A new Swedish study researching dementia has indicated that memories of human beings improve for every generation. Put simply children of today will remember more than their parents.


The find is the latest result to come out of the Betula project at Stockholm University whose main purpose is to study how the memory develops and to find early signs of dementia.

"We have found out that the experience memory, also known as the episodic memory, improves for every generation," according to Lars-Göran Nilsson, a professor of psychology at Stockholm University and the leader of the project.

The study has tested 4,200 randomly selected people between the ages of 25 and 80 over a 20 year period at five-year intervals. The duration of the research makes it unique, writes Svenska Dagbladet.

According to the researchers, education, nutrition and family size are the causal factors behind the development. Those with higher levels of education, fewer siblings and good nutrition and exercise habits have stronger episodic memory, the study has found.

"Put simply these results indicate that the pension age can be adjusted upwards as we retain better cognitive function as we age," said Lars-Göran Nilsson.

Exactly how education affects memory is not specified by the numerical study, although Nilsson suggests the theory that it is to do with the training of abstract thought.

The reason for why those with fewer siblings have better episodic memories was easier for Nilsson to explain. The order of birth in a family is also of importance with those born first tending to have better episodic memories.

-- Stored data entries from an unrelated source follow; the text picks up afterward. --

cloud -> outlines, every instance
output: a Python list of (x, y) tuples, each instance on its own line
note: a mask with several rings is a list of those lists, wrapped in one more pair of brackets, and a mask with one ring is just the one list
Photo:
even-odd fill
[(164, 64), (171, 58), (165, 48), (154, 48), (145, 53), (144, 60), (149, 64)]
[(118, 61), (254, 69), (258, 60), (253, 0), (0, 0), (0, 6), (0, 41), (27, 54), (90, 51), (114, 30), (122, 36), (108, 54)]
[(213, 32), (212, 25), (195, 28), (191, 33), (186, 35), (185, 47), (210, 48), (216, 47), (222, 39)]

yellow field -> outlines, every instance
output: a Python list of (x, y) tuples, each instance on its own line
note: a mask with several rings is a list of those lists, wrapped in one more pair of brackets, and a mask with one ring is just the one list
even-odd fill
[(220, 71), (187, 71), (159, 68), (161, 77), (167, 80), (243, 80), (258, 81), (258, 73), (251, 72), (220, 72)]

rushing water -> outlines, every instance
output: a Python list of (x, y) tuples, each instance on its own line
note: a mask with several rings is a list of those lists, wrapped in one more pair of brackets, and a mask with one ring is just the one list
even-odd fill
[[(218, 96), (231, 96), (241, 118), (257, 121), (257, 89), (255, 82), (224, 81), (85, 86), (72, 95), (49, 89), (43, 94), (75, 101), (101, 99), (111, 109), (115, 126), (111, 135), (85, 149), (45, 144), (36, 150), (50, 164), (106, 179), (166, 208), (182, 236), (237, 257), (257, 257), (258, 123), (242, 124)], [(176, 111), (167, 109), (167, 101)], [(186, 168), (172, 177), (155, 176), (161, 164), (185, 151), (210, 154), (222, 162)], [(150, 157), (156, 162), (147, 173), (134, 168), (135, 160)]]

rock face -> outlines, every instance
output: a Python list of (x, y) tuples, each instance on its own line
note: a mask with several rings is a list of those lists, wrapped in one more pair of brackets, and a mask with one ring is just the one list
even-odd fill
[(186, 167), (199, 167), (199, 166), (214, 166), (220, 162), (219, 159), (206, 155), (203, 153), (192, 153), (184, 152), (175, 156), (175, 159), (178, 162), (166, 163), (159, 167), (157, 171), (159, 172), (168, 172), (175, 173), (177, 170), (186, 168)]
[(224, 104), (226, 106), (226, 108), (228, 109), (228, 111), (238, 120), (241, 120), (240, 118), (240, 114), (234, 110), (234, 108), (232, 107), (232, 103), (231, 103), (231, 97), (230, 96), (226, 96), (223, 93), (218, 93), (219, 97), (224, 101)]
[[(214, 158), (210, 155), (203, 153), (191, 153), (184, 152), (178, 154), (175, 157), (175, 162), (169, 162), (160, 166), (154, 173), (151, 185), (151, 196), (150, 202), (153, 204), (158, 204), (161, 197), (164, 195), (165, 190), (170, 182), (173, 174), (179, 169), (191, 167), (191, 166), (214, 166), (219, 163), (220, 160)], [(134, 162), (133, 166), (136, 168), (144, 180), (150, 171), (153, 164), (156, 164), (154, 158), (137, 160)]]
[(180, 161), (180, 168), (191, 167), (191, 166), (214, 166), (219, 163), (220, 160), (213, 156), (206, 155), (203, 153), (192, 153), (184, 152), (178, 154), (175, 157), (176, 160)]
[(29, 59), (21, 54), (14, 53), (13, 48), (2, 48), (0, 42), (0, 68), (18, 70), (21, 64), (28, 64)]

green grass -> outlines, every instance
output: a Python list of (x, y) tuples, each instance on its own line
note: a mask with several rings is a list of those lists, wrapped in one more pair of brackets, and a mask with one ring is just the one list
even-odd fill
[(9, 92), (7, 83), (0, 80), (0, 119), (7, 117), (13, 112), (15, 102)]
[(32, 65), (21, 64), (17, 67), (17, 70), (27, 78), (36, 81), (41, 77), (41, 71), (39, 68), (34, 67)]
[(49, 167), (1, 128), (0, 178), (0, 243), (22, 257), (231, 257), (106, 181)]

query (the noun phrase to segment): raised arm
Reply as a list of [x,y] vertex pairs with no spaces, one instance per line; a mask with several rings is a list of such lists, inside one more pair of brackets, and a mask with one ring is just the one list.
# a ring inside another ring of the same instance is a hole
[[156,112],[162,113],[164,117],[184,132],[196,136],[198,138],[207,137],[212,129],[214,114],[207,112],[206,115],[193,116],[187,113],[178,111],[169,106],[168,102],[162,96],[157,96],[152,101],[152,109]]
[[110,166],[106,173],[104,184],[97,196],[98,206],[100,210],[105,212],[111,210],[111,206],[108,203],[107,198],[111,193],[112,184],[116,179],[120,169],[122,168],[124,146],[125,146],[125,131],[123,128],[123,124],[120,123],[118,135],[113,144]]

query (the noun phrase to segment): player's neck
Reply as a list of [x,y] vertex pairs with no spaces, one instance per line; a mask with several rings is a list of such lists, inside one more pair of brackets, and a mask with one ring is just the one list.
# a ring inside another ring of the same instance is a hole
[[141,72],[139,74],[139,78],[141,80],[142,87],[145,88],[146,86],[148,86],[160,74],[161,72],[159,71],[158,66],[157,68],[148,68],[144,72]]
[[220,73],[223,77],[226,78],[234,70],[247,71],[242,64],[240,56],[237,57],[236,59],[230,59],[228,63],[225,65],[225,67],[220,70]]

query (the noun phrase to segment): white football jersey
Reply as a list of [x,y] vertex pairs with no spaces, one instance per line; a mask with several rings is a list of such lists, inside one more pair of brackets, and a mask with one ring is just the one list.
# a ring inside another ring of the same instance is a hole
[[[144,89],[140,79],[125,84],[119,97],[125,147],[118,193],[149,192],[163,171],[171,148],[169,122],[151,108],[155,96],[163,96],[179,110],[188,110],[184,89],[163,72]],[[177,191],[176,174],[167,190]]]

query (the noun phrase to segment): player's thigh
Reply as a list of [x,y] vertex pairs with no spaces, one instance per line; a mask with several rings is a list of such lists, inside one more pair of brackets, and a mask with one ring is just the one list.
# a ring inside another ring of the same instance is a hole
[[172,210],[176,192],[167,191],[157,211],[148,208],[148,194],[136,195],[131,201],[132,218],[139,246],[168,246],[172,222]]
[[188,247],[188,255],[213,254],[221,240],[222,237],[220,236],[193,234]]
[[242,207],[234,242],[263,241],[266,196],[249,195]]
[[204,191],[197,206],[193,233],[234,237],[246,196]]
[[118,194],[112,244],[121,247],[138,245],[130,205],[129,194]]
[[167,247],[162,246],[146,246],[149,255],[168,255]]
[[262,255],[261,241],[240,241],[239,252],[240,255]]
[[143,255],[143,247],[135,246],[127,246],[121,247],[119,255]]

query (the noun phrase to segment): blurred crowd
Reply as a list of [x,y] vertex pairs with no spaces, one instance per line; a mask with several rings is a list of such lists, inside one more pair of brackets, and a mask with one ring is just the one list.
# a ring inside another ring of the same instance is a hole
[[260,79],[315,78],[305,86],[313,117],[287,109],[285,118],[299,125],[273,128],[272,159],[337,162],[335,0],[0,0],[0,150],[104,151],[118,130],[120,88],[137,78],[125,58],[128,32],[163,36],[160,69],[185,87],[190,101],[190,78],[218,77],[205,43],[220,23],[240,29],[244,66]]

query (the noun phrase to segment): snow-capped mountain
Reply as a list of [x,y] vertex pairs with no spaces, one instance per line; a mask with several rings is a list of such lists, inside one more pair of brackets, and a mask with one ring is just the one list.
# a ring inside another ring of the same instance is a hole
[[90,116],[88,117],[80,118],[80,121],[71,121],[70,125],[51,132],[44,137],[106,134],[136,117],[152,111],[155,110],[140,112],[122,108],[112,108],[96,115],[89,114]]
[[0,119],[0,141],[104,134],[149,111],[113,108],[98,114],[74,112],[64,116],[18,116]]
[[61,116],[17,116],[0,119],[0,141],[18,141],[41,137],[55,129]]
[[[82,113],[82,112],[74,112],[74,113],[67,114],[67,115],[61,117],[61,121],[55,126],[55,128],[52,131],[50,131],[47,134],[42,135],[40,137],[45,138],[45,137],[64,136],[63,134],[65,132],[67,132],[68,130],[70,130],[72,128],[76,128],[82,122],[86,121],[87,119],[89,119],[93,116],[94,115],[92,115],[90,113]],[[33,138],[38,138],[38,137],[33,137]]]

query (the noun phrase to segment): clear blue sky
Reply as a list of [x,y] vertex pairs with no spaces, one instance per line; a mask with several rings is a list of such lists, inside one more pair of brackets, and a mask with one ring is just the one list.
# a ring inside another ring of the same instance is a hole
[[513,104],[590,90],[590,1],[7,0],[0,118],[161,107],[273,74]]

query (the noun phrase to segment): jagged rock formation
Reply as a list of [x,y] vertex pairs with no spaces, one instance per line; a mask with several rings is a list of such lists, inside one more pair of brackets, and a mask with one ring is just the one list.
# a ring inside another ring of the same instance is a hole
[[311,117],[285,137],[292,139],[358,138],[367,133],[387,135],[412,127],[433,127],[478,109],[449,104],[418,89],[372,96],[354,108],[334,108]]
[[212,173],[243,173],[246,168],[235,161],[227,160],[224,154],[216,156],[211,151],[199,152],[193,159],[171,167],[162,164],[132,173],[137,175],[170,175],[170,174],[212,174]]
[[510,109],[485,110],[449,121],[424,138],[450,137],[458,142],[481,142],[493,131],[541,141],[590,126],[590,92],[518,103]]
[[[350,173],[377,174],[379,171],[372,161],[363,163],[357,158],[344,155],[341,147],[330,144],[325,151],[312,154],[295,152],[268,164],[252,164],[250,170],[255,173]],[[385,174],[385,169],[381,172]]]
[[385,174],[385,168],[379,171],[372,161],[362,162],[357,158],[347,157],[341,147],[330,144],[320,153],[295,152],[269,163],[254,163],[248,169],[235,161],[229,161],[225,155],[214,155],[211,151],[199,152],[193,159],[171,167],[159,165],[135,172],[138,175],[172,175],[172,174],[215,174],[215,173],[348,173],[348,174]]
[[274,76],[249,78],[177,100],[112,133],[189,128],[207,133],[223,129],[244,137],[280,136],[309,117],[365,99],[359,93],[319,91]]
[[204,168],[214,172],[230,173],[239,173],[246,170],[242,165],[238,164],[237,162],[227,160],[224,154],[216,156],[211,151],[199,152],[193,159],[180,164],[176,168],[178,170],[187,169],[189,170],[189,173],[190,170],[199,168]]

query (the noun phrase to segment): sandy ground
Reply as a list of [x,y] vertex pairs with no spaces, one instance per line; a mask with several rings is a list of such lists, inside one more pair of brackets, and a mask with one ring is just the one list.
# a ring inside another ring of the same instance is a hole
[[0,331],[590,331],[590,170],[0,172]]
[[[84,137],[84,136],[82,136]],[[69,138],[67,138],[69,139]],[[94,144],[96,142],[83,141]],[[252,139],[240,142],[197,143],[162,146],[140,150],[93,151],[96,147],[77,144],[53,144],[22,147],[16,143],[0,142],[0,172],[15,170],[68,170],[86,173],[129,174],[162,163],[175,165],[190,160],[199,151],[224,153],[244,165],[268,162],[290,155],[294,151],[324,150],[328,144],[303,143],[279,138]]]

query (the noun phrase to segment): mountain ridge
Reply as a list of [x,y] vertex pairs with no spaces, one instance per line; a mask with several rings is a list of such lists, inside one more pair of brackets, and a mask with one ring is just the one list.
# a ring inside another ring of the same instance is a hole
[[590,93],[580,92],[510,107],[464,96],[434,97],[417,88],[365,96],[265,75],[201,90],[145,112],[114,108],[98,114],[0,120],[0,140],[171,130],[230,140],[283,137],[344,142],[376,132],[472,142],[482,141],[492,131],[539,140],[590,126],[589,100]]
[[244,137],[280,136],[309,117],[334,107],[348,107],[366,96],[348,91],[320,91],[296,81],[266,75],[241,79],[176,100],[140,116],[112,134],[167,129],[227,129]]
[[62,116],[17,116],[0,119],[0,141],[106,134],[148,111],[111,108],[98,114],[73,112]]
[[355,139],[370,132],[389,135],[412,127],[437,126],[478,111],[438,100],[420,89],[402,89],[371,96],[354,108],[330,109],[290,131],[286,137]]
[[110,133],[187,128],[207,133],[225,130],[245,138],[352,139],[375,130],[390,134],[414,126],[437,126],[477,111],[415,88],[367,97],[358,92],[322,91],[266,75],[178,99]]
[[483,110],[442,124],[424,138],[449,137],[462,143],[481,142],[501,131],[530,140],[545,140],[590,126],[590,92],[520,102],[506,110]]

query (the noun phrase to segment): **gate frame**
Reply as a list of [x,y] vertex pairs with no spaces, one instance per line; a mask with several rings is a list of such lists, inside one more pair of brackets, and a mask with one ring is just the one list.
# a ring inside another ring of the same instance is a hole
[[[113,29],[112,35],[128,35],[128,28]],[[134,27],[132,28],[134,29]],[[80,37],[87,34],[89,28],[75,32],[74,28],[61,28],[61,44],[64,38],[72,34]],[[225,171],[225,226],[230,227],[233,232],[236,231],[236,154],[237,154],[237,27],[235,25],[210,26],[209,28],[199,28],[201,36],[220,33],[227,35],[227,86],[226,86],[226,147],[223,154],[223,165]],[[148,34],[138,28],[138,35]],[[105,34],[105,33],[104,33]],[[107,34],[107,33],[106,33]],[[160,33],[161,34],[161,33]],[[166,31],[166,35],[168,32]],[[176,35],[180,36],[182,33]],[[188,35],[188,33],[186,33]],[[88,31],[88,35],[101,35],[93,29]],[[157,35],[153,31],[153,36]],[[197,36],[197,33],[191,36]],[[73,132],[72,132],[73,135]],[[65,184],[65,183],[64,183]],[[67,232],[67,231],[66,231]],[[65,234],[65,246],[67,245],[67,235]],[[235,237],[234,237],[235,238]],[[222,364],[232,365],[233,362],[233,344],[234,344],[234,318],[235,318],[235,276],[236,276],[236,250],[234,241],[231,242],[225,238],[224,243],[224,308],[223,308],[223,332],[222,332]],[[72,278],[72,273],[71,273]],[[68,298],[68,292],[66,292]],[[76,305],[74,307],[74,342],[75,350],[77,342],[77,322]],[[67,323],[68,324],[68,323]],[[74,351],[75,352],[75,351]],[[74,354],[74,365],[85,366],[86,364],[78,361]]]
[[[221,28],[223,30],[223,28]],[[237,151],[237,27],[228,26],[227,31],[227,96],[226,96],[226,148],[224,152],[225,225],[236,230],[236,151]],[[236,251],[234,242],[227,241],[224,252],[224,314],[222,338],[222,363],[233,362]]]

"It probably has to do with the fact that the first child receives 100 percent attention and then when the child gets siblings energy and time is shared accordingly," Nilsson told Svenska Dagbladet.

The effect of nutrition on episodic memory is less easy to discern as genetic factors also play a significant role.

Nilsson is excited by the new questions that have emerged from the study and would like to see the results compared against similar research from developing countries which may not have the same levels of nutrition.

According to Nilsson, Chinese researchers have indicated a desire to participate in such a project.